Park hunt aims to drop mess created by geese

BY PAM THARP
CORRESPONDENT

Canadian geese at Summit Lake State Park near New Castle are so smart they know the loud noises aimed in their direction won't really hurt them.

So they're going to be surprised next month when hunters use real guns in the first-ever goose hunt at an Indiana state park.

Prolific geese are such a problem at Summit Lake, the Department of Natural Resources has scheduled three flock reduction hunts there in September, December and January.

Bob Felix, property manager for the Brookville Lake/Whitewater Memorial State Park complex, will watch those hunts because he has a goose problem at Whitewater.

Two-thirds of Indiana's parks have too many geese and the waste they leave on beaches and picnic areas is a health hazard as well as being esthetically unpleasant, managers said.

"Summit Lake has a nice place to have a hunt," Felix said. "I think the state will do one and see how it goes there before they try it at other parks."

Hueston Woods State Park assistant property manager Pat Boryca hopes the hunt helps Summit Lake, but he said geese have been difficult to shoot at Hueston Woods, where a dozen blinds are allowed on the lake during the two fall goose seasons.

"I think they read the hunter's manual and leave when the season starts. Hunters don't get a lot of them. Geese are a problem in lots of Ohio parks," Boryca said.

Canadian geese are protected under the Federal Migratory Bird Treaty Act and their numbers have skyrocketed across the entire Mississippi flyway in the past few years, according to the DNR. Population counts are at 1.5 million and growing at 6 percent a year. Geese are the U.S. Fish and Wildlife Service's biggest success story, Boryca said.

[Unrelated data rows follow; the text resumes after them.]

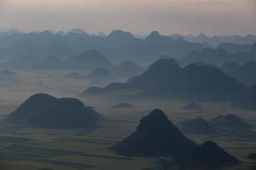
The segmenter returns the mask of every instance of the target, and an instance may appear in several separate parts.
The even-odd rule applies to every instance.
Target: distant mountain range
[[[100,52],[90,49],[81,54],[66,60],[55,56],[46,59],[38,57],[20,57],[0,63],[1,68],[5,69],[43,69],[43,70],[87,70],[98,68],[111,68],[113,65]]]
[[[183,65],[189,65],[195,62],[203,62],[207,64],[213,64],[216,65],[222,65],[227,62],[234,62],[239,65],[243,65],[248,61],[256,60],[256,53],[254,48],[256,43],[250,46],[249,52],[236,51],[236,53],[228,53],[224,48],[204,48],[200,52],[191,52],[183,58],[179,60],[179,62]]]
[[[186,41],[191,42],[200,42],[208,44],[209,46],[217,47],[223,42],[231,42],[236,44],[251,44],[256,42],[256,36],[254,35],[247,35],[247,36],[213,36],[209,37],[203,33],[200,33],[198,36],[184,36],[180,34],[172,34],[170,35],[172,38],[183,37]]]
[[[242,65],[234,62],[225,63],[220,70],[247,87],[256,83],[256,61],[248,61]]]
[[[161,59],[125,83],[89,88],[84,95],[127,88],[139,90],[141,96],[202,100],[230,100],[247,89],[216,68],[195,64],[182,68],[172,59]]]
[[[178,58],[203,48],[200,43],[192,43],[183,38],[173,40],[158,31],[151,32],[144,39],[119,30],[113,31],[105,37],[91,36],[82,30],[73,30],[67,34],[49,31],[12,34],[2,32],[0,36],[1,58],[5,60],[24,56],[45,58],[50,55],[63,59],[96,48],[113,62],[133,60],[150,63],[163,54]]]
[[[63,60],[77,56],[79,60],[80,54],[95,48],[113,63],[132,60],[146,65],[165,55],[176,59],[184,57],[182,61],[185,64],[203,61],[222,65],[224,62],[244,63],[255,60],[255,42],[256,37],[253,35],[208,37],[201,34],[195,37],[164,36],[156,31],[143,39],[120,30],[113,31],[108,36],[89,35],[81,29],[74,29],[68,33],[49,31],[0,32],[0,60],[23,57],[46,59],[48,56]],[[93,54],[91,56],[94,56]]]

Summit Lake always had geese because it's located on a major flight path, property manager Larry Ahlersmeyer said. In the last 15 to 20 years, a subspecies has evolved that doesn't migrate, so they stay in the park and reproduce, he said.

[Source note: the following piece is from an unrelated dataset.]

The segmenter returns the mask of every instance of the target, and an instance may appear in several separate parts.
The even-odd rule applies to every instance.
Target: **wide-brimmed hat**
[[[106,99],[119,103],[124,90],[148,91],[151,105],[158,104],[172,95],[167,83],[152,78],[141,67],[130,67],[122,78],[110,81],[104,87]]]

Ahlersmeyer estimates there are 2,500 to 3,000 geese at Summit Lake, so many that when they take off to fly they create a shadow on the ground.

"They can sit on the ice in the winter. They eat farmers' grain. We've created a "supergoose" habitat for them. Geese love to live where there is water and where it's mowed down to the shoreline because they can see any predators," Ahlersmeyer said.

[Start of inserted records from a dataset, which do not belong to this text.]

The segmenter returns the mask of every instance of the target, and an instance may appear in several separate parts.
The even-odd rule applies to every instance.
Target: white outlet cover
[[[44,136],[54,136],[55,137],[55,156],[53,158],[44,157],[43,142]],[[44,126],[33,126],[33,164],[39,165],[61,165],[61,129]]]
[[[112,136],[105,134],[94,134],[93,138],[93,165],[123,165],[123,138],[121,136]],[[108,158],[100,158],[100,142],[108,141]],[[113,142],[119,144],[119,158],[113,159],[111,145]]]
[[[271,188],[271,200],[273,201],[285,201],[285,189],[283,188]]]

The geese also know there are no bobcats, wolves and few birds of prey, so some hide nests in Summit Lake's 100 acres of tall prairie grass. Park employees can't oil or addle their eggs because they can't find them, Ahlersmeyer said. The park has tried several non-lethal methods -- noisemakers and non-palatable chemicals on the grass -- but they haven't helped, he said.

Whitewater seemed to have fewer geese this year because park employees circled the lake this spring and oiled or addled the eggs they found, Felix said. Destroying the eggs won't work because the goose just lays more, Felix said. A goose will continue to sit on a nest of addled eggs, but the eggs don't hatch.

Summit Lake's first reduction hunt will be Sept. 6, 11 and 13, when 40 to 60 hunters will hunt in 10 assigned areas of the park. The northern two-thirds of the park will be closed to the public on those days.

While some people object to hunting in state parks, managers say geese are a renewable resource. The geese at Summit Lake have a three-foot-high browse line where they've eaten away all the growth, a situation no one could have imagined, Ahlersmeyer said.

"When we get an overpopulation, just like the deer herd, we need to do something about it," Felix said.